Kirkland is already starting to prepare for the new year by polling the public on two issues the City Council will explore in 2019: a bike share pilot program and off-leash dog areas.
The city held a community conversation on Dec. 6, spending an hour on each topic, and is also hosting online surveys on its website to gauge public opinion. Movement on either issue will mean the city will have to address safety and capacity concerns.
For several years, the Kirkland City Council has been trying to figure out how it can create safe and predictable places for people and dogs. The city built Jasper’s Dog Park 2012, and renovated Edith Moulton Park, including multiple dog runs, in 2018.
Kirkland has more than 10,000 registered dogs, and all of them need a place to run and play. Recreational trends and previous community input, along with the high utilization of Jasper’s, indicate a future need for additional off-leash areas, according to the city. One of the survey questions asks: “What are your thoughts on designating off-leash dog areas in some of Kirkland’s larger parks, such as Heritage, Juanita Beach, or Crestwoods?”
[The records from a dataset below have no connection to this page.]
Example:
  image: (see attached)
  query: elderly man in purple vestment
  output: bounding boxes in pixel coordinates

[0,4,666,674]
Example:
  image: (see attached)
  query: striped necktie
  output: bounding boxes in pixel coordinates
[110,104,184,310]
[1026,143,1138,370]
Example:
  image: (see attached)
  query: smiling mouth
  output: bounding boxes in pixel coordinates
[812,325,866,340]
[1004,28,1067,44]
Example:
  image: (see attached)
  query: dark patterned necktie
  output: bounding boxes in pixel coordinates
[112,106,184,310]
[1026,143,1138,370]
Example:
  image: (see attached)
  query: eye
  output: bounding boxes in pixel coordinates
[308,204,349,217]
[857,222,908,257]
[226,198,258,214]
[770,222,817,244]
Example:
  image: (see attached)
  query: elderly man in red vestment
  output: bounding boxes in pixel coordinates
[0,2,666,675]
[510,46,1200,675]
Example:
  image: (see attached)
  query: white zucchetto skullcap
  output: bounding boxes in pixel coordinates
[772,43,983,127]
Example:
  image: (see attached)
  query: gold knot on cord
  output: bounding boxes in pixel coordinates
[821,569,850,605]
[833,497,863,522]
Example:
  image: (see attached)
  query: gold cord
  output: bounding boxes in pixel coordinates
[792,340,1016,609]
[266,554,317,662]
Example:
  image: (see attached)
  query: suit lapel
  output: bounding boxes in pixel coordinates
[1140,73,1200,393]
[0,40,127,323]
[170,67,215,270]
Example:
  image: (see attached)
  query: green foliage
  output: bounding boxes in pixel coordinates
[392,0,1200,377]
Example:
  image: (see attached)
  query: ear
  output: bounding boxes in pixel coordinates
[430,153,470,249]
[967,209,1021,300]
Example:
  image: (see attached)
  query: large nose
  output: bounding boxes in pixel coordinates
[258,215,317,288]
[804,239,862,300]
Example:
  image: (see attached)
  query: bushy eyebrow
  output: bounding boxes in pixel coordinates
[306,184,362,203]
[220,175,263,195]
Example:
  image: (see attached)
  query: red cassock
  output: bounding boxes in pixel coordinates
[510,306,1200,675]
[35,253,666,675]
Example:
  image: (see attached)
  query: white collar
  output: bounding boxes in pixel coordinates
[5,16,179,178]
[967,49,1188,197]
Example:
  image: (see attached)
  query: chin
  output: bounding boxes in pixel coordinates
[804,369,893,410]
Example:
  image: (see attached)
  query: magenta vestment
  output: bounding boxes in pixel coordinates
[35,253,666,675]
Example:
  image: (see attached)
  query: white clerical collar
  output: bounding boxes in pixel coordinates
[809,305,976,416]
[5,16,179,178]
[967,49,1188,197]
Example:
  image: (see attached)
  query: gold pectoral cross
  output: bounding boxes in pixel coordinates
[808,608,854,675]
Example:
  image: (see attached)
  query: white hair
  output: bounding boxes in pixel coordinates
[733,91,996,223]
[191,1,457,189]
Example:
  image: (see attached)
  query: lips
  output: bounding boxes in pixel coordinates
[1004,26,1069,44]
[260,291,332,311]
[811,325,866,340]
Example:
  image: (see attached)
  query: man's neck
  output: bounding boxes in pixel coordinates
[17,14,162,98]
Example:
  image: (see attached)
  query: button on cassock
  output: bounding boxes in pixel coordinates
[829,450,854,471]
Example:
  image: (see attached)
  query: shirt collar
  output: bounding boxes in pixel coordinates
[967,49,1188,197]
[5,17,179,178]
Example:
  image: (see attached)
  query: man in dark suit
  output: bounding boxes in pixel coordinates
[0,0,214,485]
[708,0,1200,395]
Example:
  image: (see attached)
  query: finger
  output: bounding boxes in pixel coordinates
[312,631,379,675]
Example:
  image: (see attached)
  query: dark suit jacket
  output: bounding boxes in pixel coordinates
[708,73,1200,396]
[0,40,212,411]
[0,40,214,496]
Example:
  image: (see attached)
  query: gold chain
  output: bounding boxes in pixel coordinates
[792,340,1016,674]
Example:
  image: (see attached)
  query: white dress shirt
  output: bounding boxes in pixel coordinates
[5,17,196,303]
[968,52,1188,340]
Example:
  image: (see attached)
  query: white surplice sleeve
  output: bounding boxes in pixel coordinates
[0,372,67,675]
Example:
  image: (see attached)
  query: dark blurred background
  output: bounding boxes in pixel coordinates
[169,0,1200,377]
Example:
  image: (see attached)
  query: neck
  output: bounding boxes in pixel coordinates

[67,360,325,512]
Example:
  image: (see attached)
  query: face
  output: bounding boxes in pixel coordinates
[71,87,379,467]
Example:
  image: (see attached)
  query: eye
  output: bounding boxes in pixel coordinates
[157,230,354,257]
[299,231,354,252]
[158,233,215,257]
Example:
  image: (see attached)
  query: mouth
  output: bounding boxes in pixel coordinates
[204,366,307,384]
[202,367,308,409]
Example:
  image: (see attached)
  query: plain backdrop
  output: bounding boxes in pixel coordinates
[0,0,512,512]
Some of Kirkland’s dog owners are already taking their dogs off-leash in Kirkland’s public parks or along the Cross Kirkland Corridor. Roughly one half of Washington residents walk with a dog, according to the 2015 Parks, Recreation and Open Space Plan, but dogs that run free in areas not specifically designated “off-leash” are violating Kirkland’s municipal code.
The city’s current enforcement approach has three steps. First, violators are educated about what they’re doing wrong. Second, they are given a warning and third, they are given a ticket (the first offense is $25, the second is $50 and it doubles from there).
Expanding off-leash dog areas has a number of benefits, including improved health of both pets and owners, as they provide opportunities for exercise and socialization. But some challenges have been noted: they can be dangerous, they may increase parking, traffic and noise and they can be harmful to the natural habitat, as well as take away park space.
Residents were asked if they want increased enforcement for off-leash dogs, expanded options or both. Those who haven’t weighed in yet can take the survey at www.research.net/r/kirklandoffleashdogs.
The city is also residents asking how Kirkland should respond to the introduction of bike sharing on the Eastside. Bike share programs have started in some neighboring cities, including Seattle, Bothell and Bellevue, meaning that the green, yellow and orange bicycles that can be unlocked via smartphone application are already showing up in Kirkland.
When council discussed bike share in July, a majority was excited at the prospect of the bikes being used as a first/last mile connection to transit, or as a recreation opportunity on the Cross Kirkland Corridor. Some challenges were noted, including with the county’s helmet law and the “clutter” of the bikes in the city right-of-way.
The council is considering a one-year pilot to determine if and how this emerging idea can be integrated into the city’s transportation network. The technology is being applied to scooters as well. One of the bike share survey questions asks residents to share their thoughts on permitting a bike share company to eventually include scooters in Kirkland.
Because of the inventory coming from other cities, bike share will impact the Kirkland community whether the council decides to do a pilot or not. But having a formal program will enable the city to work with bike share providers to create regulations and provide incentives. Take the survey at www.research.net/r/kirklandbikeshare.
A report of community feedback will be presented to the Kirkland City Council in early 2019. The council will use the community feedback as it considers options on how to respond to these topics.